Alle 18 bis 24 Monate darf man mit einer neuen Photoshop-Version rechnen. Nachdem Photoshop CS3 (wie auch andere Programme der Creative Suite) im April 2007 erschien, naht nun langsam das Erscheinungsdatum der nächsten Photoshop-Version. Gemäß dem 18-bis-24-Schema ist also frühestens ab Oktober 2008 damit zu rechnen. Hochoffiziell gibt es dazu noch keine Verlautbarungen, noch nicht einmal der Begriff „CS4“ wird in Zusammenhang mit Photoshop von Adobe in den Mund genommen. Andere Programme der Creative Suite, die als Beta-Vorversion bereits verfügbar sind, operieren hingegen mit diesem Begriff. Wie auch immer, ich komme in diesem Blog-Beitrag Adobe entgegen und nenne die nächste Photoshop-Version kurz TNPS (The Next Photoshop).
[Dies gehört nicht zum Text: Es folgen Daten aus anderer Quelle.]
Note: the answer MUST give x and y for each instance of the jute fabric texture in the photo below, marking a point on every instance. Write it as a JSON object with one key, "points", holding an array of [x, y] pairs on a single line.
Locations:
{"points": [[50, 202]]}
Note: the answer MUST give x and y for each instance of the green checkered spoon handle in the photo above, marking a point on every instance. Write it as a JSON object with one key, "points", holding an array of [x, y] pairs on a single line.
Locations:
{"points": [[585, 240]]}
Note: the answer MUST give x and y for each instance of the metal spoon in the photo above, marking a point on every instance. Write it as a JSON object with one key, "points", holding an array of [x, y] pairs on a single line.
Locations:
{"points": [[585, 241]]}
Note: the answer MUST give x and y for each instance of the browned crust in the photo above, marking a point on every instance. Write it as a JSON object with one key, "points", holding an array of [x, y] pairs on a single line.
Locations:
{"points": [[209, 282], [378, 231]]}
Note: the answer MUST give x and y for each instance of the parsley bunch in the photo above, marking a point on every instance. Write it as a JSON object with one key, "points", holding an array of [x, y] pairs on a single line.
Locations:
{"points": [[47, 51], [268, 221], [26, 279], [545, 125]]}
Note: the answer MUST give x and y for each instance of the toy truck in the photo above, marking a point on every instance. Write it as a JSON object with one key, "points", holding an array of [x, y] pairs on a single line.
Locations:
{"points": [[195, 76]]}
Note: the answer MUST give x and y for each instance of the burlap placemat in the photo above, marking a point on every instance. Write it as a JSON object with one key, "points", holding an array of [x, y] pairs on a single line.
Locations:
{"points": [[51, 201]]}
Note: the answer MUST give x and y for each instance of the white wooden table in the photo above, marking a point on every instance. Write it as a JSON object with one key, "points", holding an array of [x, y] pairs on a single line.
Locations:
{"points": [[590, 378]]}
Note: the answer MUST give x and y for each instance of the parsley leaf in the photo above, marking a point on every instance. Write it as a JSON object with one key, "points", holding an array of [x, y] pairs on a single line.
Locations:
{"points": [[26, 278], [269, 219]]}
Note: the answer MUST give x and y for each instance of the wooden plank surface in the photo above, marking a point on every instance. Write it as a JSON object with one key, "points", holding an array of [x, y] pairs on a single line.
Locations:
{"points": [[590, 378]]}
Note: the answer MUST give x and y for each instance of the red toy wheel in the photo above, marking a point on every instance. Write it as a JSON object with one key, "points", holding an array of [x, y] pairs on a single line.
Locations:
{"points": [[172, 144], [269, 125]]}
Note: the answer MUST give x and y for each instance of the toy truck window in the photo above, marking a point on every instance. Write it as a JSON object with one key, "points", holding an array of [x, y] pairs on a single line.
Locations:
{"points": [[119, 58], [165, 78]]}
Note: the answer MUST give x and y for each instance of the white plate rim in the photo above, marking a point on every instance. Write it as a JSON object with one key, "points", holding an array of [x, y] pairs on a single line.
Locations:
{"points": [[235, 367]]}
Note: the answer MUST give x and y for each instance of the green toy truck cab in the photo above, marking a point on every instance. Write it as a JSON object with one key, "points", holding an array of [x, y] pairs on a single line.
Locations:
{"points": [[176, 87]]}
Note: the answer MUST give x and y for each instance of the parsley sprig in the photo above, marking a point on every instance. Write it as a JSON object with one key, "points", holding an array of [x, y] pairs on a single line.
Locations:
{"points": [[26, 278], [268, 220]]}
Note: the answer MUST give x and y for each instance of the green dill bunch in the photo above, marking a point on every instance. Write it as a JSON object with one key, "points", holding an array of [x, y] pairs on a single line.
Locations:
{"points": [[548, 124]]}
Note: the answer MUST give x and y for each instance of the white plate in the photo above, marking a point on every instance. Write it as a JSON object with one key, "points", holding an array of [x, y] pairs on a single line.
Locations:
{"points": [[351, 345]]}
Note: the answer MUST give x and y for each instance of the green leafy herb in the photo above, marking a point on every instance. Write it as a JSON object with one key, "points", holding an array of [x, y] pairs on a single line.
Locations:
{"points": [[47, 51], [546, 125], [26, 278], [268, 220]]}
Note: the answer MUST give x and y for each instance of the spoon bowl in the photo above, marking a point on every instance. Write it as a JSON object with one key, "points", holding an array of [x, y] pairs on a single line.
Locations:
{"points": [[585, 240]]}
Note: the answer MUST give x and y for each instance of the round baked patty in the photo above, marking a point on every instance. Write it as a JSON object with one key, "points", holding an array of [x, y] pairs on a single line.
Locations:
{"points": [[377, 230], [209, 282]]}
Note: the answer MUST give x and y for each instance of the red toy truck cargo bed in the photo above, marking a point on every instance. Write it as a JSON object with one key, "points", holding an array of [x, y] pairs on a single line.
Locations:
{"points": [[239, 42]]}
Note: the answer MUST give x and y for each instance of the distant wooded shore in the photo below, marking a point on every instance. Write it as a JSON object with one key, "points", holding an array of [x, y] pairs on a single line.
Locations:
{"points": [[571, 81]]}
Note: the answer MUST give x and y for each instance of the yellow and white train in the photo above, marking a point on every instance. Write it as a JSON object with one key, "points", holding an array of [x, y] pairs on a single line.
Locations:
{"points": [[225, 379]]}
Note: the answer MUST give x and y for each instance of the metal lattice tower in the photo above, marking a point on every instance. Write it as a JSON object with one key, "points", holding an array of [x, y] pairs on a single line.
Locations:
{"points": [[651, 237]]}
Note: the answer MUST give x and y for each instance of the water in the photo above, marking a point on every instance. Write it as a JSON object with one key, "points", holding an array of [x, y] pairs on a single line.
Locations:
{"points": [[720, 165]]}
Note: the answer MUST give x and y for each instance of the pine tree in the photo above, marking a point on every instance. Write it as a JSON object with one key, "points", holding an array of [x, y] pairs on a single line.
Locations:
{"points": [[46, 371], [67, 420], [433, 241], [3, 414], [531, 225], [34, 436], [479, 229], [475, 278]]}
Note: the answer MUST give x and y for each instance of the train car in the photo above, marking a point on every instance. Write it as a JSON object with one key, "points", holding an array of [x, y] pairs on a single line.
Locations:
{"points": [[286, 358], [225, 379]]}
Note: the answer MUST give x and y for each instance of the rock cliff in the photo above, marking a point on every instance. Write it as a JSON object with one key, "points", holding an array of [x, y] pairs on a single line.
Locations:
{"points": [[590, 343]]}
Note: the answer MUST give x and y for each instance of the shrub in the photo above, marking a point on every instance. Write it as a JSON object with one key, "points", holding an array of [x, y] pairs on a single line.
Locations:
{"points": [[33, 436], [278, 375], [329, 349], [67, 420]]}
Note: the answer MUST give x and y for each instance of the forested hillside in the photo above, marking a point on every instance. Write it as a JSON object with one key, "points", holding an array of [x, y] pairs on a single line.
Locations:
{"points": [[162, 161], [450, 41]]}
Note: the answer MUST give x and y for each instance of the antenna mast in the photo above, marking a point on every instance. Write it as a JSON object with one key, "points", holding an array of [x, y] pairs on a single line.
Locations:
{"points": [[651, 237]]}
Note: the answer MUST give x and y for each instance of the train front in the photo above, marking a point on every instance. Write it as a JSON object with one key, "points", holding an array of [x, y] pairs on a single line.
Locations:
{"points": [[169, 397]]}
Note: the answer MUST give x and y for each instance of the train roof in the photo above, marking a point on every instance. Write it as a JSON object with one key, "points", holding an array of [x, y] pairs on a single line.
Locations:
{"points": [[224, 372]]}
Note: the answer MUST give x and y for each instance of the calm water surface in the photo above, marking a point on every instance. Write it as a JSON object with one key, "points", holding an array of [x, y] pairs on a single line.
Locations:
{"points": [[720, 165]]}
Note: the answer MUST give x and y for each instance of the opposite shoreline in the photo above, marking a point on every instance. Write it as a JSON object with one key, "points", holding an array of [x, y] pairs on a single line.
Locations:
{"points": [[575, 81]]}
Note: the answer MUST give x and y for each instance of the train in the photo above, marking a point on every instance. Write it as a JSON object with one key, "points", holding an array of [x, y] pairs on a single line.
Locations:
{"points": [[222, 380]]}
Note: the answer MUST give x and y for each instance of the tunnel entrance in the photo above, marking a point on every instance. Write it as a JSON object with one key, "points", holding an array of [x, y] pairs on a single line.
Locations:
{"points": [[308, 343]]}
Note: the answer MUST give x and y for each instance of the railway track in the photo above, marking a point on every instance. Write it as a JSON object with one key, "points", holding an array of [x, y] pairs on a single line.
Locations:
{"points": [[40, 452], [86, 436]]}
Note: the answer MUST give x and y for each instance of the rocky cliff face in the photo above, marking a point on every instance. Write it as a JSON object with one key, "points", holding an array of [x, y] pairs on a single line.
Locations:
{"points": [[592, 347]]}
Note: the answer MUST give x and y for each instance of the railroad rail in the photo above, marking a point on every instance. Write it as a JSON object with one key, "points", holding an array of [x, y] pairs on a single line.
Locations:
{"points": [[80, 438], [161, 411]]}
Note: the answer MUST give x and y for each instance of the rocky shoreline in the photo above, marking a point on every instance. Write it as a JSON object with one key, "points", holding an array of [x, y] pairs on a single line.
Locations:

Folgend habe ich einige von Adobe selber veröffentlichte Informationen zu TNPS zusammengestellt, die zusammen bereits ein rundes Bild wichtiger Photoshop-Neuerungen formen.

Programmoberfläche
Wer den Blog von Adobe-Mitarbeiter John Nack aufmerksam verfolgt hat, konnte sich bereits ein Bild über die neue GUI-Philosophie von TNPS machen. Besonders Mac-Anwender dürfen sich wohl auf ein anderes Erscheinungsbild einstellen.

application frame

Ein vereinheitlichtes Programmfenster („application frame“) enthält ein oder mehrere Bilddokumente, am oberen Rand Navigations- und Darstellungsfunktionen, die Paletten des jeweiligen Arbeitsbereiches und die Werkzeugpalette. Oldschool-Macianer dürfen laut John Nack aber auch zur gewohnten Oberfläche mit eigenen Dokumentfenstern und floating palettes zurückkehren. Und drittens ist auch der Hybrid-Weg möglich, bei dem gleichzeitig Dokumente im application frame gehalten werden und andere in eigenen Dokumentfenstern auftauchen.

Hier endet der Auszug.